Siyasilerin, zamanla ayrı düşmesi, birbirine rakip olması, bu rekabet ortamında dillerini daha sivriltmeleri anlaşılır bir şey. Ama taraftar yazarların, siyasi rekabetin insafsızlığını son noktaya taşımaları benim için anlaşılır bir şey değil. Yine, AKP çizgisini, politikalarını, Saadet Partisi veya Bekaroğlu’nun siyasi çizgisine tercih etmek son derece anlaşılır bir şey. Herkes aynı görüşte olsa, zaten aynı çevreden farklı partileşme olmazdı, ama farklılığı, "AKP’de yer alamamaya" bağlamak veya bunu ima etmek belden aşağı vurmaktan başka şey değil.
İKİYÜZLÜLÜK SORUNU
Fazilet Partisi’nin bölünmesi sürecinde, gruplaşmaları yakından bilen biriyim. En azından Bekaroğlu’nun AKP kanadında yer almamasının, yer bulamamaktan öte bir tercih farkı olduğunu çok iyi biliyorum. Bekaroğlu’nu yakından tanıyan herkesin de bunu gayet iyi bildiğini biliyorum. Mehmet Bakaroğlu’nun siyasi görüşlerini beğenmeyebilirsiniz, siyasete bakışını fazla ütopik, fazla idealist bulabilirsiniz, ama siyasette kendine yer edinmek adına ortalara döküldüğünü, AKP eleştirisinin gerekçesinin bu olduğunu iddia etmek insafsızlıktan başka bir şey değil. Siyaseti şahsi ikbal adına yapmakla suçlanan adam, zamanında fakir hastalardan para almak bir yana, harçlık verip gönderdiği için mesleğini icra edemeyen bir psikiyatri profesörü!
Hele, seçim öncesinde Ergenekon üzerine söylediklerini çarpıtıp, onu darbecilerle aynı saflarda göstermeye çalışmak az görülür bir insafsızlık. Bakıyorum, Bekaroğlu daha Refah Partisi döneminde insan hakları mücadelesi verirken demokrasinin adını ağzına almayanlar, aklı neredeyse "nizamı álem"e yatanlar, Bekaroğlu’na demokrasi dersi verir oldu. Bu Bekaroğlu etrafında bir şahsi sorun değil, bu ülkede sıkça karşılaştığımız bir büyük ikiyüzlülük sorunu.

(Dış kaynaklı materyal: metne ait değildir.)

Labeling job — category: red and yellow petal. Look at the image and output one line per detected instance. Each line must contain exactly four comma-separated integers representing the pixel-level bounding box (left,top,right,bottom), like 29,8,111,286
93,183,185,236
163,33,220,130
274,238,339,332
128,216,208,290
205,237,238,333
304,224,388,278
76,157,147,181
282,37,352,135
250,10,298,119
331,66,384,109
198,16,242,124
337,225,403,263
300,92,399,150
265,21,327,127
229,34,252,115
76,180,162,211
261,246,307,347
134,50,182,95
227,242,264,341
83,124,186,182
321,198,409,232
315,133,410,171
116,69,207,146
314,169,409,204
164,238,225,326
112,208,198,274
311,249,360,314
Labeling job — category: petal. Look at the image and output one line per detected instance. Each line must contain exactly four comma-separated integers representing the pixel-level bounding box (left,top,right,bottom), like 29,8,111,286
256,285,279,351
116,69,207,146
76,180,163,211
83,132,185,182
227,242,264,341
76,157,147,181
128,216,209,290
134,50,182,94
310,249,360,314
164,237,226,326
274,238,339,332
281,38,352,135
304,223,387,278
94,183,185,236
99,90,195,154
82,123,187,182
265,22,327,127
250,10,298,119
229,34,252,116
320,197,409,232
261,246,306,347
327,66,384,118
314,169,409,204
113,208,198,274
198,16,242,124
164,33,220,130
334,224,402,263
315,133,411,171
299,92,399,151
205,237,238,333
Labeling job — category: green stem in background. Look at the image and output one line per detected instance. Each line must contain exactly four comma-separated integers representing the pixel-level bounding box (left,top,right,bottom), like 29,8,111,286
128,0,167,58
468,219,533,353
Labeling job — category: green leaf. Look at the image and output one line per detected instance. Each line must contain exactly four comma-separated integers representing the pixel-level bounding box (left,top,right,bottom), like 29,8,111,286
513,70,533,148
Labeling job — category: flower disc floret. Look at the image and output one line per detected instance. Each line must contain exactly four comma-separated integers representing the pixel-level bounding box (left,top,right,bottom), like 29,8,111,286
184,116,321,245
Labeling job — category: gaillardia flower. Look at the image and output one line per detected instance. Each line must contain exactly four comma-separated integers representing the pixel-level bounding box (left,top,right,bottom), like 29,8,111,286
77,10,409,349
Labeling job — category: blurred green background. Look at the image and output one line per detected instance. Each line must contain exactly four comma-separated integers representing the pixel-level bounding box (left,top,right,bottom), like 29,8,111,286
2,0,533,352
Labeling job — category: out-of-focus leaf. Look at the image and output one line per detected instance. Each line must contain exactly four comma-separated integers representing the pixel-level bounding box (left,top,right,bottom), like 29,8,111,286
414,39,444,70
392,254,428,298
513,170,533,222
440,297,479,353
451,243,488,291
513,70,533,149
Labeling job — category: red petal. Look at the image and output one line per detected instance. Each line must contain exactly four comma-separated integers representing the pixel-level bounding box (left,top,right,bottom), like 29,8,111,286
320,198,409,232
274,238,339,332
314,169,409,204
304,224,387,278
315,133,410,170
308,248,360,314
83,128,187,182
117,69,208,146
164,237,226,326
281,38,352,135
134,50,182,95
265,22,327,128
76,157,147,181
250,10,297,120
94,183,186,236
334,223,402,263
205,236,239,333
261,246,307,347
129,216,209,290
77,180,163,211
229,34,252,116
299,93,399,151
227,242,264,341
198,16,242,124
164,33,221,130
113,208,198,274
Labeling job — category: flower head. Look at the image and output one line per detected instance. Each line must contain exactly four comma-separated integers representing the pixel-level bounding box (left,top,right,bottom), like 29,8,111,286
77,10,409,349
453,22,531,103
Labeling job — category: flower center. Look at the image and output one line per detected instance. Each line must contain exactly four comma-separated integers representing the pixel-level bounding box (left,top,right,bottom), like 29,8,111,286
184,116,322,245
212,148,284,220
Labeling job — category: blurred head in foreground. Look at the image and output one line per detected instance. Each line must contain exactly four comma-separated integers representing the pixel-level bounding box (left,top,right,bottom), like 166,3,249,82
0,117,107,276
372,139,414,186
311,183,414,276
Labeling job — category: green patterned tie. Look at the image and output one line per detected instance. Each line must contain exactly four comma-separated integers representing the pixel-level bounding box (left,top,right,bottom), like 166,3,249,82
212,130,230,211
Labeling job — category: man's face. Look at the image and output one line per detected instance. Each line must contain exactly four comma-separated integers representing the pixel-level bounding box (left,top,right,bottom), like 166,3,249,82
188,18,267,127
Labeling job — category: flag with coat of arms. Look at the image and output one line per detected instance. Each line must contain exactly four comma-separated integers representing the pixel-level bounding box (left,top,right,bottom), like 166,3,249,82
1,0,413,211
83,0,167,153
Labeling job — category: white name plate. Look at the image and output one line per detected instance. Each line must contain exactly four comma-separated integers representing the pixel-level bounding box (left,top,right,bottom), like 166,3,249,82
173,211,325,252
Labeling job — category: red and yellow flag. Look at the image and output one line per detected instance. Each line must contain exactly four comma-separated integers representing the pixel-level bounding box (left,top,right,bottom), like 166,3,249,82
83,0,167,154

Bekaroğlu’nun Doğan medyasında gördüğü "itibar"ı parmağına sarmaya gelince, bu kuşkusuz, AKP’ye karşı olanların birbirlerine alan açması ile anlaşılacak bir şey. Ancak bunu söyleyenlerin iktidar partisinin ve politikacılarının Doğan Medya’da yer almalarını hiç sorun etmezken, Bekaroğlu’nun, söylemek istediklerine platform olarak şu veya bu medyada yer almasına tepki göstermesini, konuşmasına tahammül edememek dışında izah etmek mümkün değil.

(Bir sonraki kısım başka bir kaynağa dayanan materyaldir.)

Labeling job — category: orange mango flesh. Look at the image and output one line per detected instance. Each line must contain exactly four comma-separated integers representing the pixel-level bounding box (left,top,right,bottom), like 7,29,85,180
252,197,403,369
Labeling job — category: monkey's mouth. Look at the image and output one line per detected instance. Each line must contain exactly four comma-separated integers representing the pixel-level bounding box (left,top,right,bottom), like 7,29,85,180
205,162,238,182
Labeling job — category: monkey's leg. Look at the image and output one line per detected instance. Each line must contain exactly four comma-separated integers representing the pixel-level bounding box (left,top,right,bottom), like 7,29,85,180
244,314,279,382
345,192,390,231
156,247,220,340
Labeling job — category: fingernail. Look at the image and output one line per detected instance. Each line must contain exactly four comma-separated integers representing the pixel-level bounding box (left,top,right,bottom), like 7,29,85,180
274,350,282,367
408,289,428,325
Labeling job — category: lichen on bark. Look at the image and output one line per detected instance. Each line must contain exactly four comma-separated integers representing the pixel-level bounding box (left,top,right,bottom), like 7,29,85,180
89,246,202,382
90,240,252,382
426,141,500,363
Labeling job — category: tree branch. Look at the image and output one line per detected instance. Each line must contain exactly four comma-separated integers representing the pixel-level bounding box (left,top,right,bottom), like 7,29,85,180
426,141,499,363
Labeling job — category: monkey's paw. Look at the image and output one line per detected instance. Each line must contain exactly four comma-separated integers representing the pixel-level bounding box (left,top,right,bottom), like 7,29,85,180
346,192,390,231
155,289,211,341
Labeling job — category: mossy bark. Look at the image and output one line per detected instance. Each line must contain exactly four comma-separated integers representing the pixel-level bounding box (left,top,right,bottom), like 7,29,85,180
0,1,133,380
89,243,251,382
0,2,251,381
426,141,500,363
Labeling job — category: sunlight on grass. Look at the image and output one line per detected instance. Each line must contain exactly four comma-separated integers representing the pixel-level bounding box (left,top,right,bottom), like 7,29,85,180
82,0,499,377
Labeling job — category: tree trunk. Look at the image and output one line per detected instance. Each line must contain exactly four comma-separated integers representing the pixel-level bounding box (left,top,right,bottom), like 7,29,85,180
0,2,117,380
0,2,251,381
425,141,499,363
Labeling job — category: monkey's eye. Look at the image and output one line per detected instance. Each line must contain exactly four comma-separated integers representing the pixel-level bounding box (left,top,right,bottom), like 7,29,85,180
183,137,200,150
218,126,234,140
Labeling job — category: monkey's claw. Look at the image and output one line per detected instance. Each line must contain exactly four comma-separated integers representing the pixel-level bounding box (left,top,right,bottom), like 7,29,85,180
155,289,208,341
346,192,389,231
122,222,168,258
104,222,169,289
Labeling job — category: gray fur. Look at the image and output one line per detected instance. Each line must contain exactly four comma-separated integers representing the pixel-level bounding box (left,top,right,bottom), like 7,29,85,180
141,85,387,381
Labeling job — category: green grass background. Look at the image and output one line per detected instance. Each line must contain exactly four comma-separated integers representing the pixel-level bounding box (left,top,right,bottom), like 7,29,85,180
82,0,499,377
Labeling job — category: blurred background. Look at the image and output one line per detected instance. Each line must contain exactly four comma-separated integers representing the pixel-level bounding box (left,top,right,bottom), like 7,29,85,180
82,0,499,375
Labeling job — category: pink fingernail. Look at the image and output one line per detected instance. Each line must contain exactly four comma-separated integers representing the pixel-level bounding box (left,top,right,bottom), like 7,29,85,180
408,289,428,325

İktidar onca taraftarı medyaya rağmen ve de haklı olarak, hiçbir medya fırsatını kaçırmazken, bir muhalifi bu imkanı neden elinin tersiyle itsin? Hele de, daha düne kadar sıkı fıkı olduğu eşi dostu bile yazdıkları yerlerde, eğer eleştirmeyeceklerse adını anmamaya yeminli gibi davranırken nerede konuşsun, meramını nerede anlatsın?

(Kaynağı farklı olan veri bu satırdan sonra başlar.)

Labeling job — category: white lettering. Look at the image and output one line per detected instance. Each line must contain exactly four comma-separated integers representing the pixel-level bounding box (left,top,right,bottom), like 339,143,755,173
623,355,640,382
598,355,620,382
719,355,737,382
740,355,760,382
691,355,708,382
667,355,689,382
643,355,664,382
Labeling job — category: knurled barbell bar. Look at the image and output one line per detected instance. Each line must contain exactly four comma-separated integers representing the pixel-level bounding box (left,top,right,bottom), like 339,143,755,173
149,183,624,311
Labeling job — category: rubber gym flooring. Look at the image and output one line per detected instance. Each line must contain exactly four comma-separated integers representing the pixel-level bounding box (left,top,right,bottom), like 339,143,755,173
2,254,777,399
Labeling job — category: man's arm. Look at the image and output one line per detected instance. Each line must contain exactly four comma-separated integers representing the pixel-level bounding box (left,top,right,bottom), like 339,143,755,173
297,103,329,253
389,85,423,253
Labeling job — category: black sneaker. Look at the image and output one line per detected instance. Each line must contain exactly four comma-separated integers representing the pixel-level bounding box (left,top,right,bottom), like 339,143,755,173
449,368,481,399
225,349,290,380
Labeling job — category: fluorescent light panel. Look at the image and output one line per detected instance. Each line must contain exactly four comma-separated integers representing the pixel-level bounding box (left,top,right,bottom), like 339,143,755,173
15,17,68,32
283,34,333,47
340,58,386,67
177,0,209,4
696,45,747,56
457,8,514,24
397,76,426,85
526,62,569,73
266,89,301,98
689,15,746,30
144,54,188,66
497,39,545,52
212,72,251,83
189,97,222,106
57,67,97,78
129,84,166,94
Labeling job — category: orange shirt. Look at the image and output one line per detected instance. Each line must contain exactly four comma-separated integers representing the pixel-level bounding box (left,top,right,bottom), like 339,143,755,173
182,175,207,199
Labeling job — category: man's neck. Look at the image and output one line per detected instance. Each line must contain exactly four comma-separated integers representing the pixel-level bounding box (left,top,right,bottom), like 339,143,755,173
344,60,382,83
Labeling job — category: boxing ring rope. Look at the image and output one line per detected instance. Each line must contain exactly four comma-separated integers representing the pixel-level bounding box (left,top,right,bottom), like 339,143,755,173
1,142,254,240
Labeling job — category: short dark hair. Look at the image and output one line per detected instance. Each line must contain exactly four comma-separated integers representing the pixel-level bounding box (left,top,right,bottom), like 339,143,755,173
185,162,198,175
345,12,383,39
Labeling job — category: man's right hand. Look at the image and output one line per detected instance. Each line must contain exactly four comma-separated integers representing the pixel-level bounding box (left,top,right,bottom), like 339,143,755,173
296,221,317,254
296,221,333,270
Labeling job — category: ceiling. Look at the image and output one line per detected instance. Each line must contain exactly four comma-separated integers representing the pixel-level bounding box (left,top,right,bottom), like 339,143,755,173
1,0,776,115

Kimse Bekaroğlu’nu eleştirmesin demiyorum, insafsızlık, haksızlık etmesin diyorum. Adam, "Muhafazakar kesimin ezilene, yoksula bakışı değişti" diyor, başörtülü kadın yazarlarımız "Vay, kadın ayrımcılığı yapıyorsun, neden başörtülü kadın cipe binmesin?" diye kıyamet koparıyor. O, "Bu hareket bir ’adalet’ arayışından çıktı, bundan uzaklaştı" diyor, "Başı açık cipe binsin, kapalılar fakir kalsın" demiyor, bunu anlamak bu kadar zor mu? Tartışmanın kadınlar üzerinden gitmesinden rahatsız olan, meselesi bu olan, erkekleri de işin içine katar, "Adil düzen diye çıkan bu hareketin geldiği noktada zenginleşme, belli hassasiyetleri yok etti veya azalttı veya azaltmadı" der, olur biter.
KÖR KUYU HAZIR
Ama belli ki konu o değil, hakkaniyet falan da değil, AKP çevresi, kendine yakın veya uzak hiçbir kesimin, hiç kimsenin en ufak itirazına, eleştirisine tahammüllü değil. Eleştirinin boğulduğu kör kuyu hazır; "darbecilerle kol kola girmek, AKP aleyhine fesat çıkarmak ve nihayet Doğan Medya’nın tuzağına düşmek!" Bunlarla yaftalanan adamın zaten yaşama şansı kalmıyor.